- Other names: Platelet factor X receptor deficiency
- This condition is inherited in an autosomal recessive manner

= Scott syndrome =

Scott syndrome is a rare congenital bleeding disorder that is due to a defect in a platelet mechanism required for blood coagulation.

Normally when a vascular injury occurs (i.e., a cut, scrape or other injury that causes bleeding), platelets are activated and phosphatidylserine (PS) in the inner leaflet of the platelet membrane is transported to the outer leaflet of the platelet membrane, where it provides a binding site for plasma protein complexes that are involved in the conversion of prothrombin to thrombin, such as factor VIIIa-IXa (tenase) and factor Va-Xa (prothrombinase).

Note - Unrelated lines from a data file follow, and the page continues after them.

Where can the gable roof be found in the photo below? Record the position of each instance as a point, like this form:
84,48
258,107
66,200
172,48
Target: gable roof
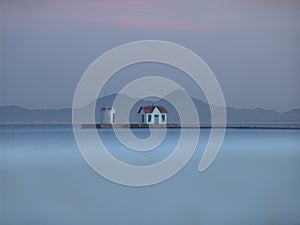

In Scott syndrome, the mechanism for translocating PS to the platelet membrane is defective, resulting in impaired thrombin formation. A similar defect in PS translocation has also been demonstrated in Scott syndrome red blood cells and Epstein–Barr virus transformed lymphocytes, suggesting that the defect in Scott syndrome reflects a mutation in a stem cell that affects multiple hematological lineages.

The basis for the defect in PS translocation is, at present, unknown. A candidate protein, scramblase, that may be involved in this process appears to be normal in Scott syndrome platelets. Other possible defects in PS translocation, reported in some patients, require further study. The initially reported patient with Scott syndrome has been found to have a mutation at a splice-acceptor site of the gene encoding anoctamin 6 (ANO6, transmembrane protein 16F, TMEM16F). At present, the only treatment for episodes of bleeding is the transfusion of normal platelets.